What is the appropriate way to obtained normalized counts within edgeR package for RLE or TMM normalization ?

Best,

Hemant

edger normalization • 1.6k views

ADD COMMENT • link updated 5.0 years ago by Aaron Lun ★ 28k • written 5.0 years ago by hemantcnaik • 0

0

Entering edit mode

Hi If anyone has a suggestion please let me know.

I would appreciate any help Thanks

ADD REPLY • link 5.0 years ago hemantcnaik • 0

score 2 · Accepted Answer · 2020-07-02

edgeR doesn't have a function to compute normalized counts because it doesn't use them for anything. All models are fitted with the raw counts, using offsets to account for differences in sequencing depth. This is the most accurate approach to modelling as it accommodates changes in the mean-variance relationship with count size.

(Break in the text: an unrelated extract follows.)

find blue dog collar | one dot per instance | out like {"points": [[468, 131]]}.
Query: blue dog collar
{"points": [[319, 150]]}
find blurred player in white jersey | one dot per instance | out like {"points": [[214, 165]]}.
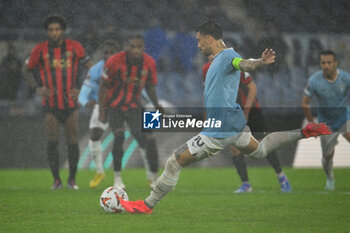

edgeR only provides functions to compute normalized expression values like CPMs via the cpm() function. So, the simplest approach to computing normalized values for all genes is to do:

y <- DGEList(cbind(alleleA, alleleB))

# Transplanting normalization factors after filtering.
y2 <- filterByExpr(y) ## insert grouping or design matrix here, if you have it.
y2 <- calcNormFactors(y2)
y$samples$norm.factors <- y2$samples$norm.factors

norm <- cpm(y)

If one MUST have normalized counts - and I don't see why this is necessary, other than to provide an alternative interpretation to make plots - you could replace the cpm() call with:

eff.lib <- y$samples$norm.factors * y$samples$lib.size
eff.lib <- eff.lib/mean(eff.lib)
norm <- t(t(y$counts)/eff.lib)

One could, in theory, do something fancier with the fact that each pair of allele count profiles come from the same sample. This would be similar to the code in your post where you compute one normalization factor for each pair, but you didn't do it quite right, because you can't divide directly by the normalization factors:

combined <- alleleA+alleleB
keep <- filterByExpr(combined) ## insert grouping or design matrix here.
norm.factors <- calcNormFactors(combined[keep,])
eff.lib <- norm.factors * colSums(combined)
eff.lib <- eff.lib/mean(eff.lib)

normA <- t(t(alleleA)/eff.lib)
normB <- t(t(alleleB)/eff.lib)

The second approach ignores any biases between the allele-specific profiles from the same sample. For example, if you quantified the allele-specific counts by aligning to the reference genome and counting the minor allele frequencies, you might expect to get lower counts for the minor alleles where there were too many mismatches for alignment to the reference. Such biases may or may not matter, depending on whether you care about the magnitude of the ASE (does matter) or changes in the magnitude in the ASE across conditions (less likely to matter, as any biases should hopefully cancel out between conditions).

Regardless of what you choose, a proper analysis would operate from the raw counts rather than the normalized values. The normalized counts or CPMs or whatever are only provided by edgeR for visualization purposes.